As tecnologias da saúde e o juramento hipocrático

A tecnologia de saúde é uma indústria estimulante e em expansão, com muito potencial para tornar o mundo um lugar melhor. Numerosas startups de tecnologia de saúde têm a missão de revolucionar o sistema de saúde, seja por meio da realização de pesquisas inovadoras ou do lançamento de um novo produto no mercado. No entanto, a cultura de startups - encapsulada pelo agora famoso lema de Mark Zuckerberg “mova-se rápido e quebre as coisas” - parece estar fundamentalmente em desacordo com o etos “não causar danos” dos cuidados de saúde.

A inovação se preocupa com a velocidade, mas a ciência leva tempo. Este não é necessariamente um obstáculo intransponível, mas fornece um exemplo da tensão inerente na interseção de cuidados de saúde e tecnologia. Como esses campos continuam a se sobrepor e se fundir de novas maneiras, a consciência das tensões fundamentais dentro da tecnologia de saúde está se tornando cada vez mais necessária.

Desde o início de uma startup, o meio no qual a empresa é construída tem o poder de moldá-la de maneiras profundas.

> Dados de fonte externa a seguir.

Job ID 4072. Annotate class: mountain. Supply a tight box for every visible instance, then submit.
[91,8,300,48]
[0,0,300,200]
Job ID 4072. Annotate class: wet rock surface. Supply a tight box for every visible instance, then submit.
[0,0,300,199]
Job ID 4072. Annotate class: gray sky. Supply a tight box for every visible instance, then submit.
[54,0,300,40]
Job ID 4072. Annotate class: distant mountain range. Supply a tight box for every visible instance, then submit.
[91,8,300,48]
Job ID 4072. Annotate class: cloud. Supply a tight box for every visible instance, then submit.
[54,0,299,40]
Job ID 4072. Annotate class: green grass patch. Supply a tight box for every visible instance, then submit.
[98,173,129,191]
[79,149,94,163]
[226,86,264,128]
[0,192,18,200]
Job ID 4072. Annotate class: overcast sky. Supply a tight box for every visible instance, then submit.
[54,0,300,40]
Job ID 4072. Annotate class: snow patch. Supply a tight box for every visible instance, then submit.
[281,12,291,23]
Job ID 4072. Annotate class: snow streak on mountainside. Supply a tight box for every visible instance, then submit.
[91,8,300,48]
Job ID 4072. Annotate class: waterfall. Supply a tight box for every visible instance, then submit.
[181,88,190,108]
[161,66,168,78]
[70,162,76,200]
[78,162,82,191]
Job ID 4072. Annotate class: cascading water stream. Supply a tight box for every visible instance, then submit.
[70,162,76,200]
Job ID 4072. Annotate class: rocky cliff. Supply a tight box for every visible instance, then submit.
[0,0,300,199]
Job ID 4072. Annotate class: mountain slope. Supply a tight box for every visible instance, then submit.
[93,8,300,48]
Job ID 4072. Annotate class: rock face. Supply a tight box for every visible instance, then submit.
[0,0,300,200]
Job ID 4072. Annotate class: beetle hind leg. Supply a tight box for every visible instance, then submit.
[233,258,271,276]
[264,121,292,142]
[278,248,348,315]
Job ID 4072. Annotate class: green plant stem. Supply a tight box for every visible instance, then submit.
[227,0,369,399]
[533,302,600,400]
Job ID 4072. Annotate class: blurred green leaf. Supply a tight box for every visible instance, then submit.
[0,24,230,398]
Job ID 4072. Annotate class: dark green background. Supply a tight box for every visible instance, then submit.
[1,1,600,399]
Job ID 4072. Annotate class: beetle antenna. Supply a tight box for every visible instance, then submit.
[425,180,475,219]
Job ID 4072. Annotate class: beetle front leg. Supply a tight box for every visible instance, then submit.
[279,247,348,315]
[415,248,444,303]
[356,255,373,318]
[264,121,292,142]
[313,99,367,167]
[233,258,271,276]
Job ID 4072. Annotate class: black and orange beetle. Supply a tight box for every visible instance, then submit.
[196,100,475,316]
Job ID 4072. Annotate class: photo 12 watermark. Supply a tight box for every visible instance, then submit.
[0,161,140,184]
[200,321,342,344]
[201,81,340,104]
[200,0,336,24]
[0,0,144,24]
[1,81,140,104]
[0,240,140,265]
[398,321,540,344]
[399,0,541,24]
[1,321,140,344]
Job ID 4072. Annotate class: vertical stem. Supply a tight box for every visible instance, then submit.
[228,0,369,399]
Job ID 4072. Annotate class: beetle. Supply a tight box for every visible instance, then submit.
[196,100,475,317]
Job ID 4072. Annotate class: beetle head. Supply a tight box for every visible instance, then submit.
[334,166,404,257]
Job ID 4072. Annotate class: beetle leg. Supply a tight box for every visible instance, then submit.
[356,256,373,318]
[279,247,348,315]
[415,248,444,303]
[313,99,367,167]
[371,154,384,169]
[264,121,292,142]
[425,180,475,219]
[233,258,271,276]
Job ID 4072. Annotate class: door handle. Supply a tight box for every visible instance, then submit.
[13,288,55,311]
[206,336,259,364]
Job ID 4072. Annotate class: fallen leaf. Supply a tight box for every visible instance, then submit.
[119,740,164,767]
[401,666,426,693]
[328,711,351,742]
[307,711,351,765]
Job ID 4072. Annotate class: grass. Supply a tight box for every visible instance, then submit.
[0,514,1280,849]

De um modo geral, as startups são caracterizadas pelo moonshot thinking. Esforçando-se para realizar o que nunca foi feito, essas empresas realizam projetos ambiciosos com o olhar voltado para o futuro. Este modelo não é inerentemente ruim. Afinal, o sistema de saúde está cheio de problemas aparentemente insolúveis que o pensamento inovador e a tecnologia de ponta podem ser capazes de resolver. No entanto, os próprios valores que tornam as startups um ambiente propício para a formulação de soluções radicais também são precisamente o que cria um terreno fértil para o engano, a fraude e os danos resultantes.

Para angariar o apoio dos investidores, as startups tendem a criar declarações de missão grandiosas e inspiradoras, que apresentam uma visão excessivamente otimista das possibilidades futuras. “Podemos alcançar o impossível!” as startups proclamam e, às vezes - com uma equipe de especialistas capazes e capital suficiente - podem. Frequentemente, porém, as promessas grandiosas das startups acabam sendo nada mais do que sonhos impossíveis.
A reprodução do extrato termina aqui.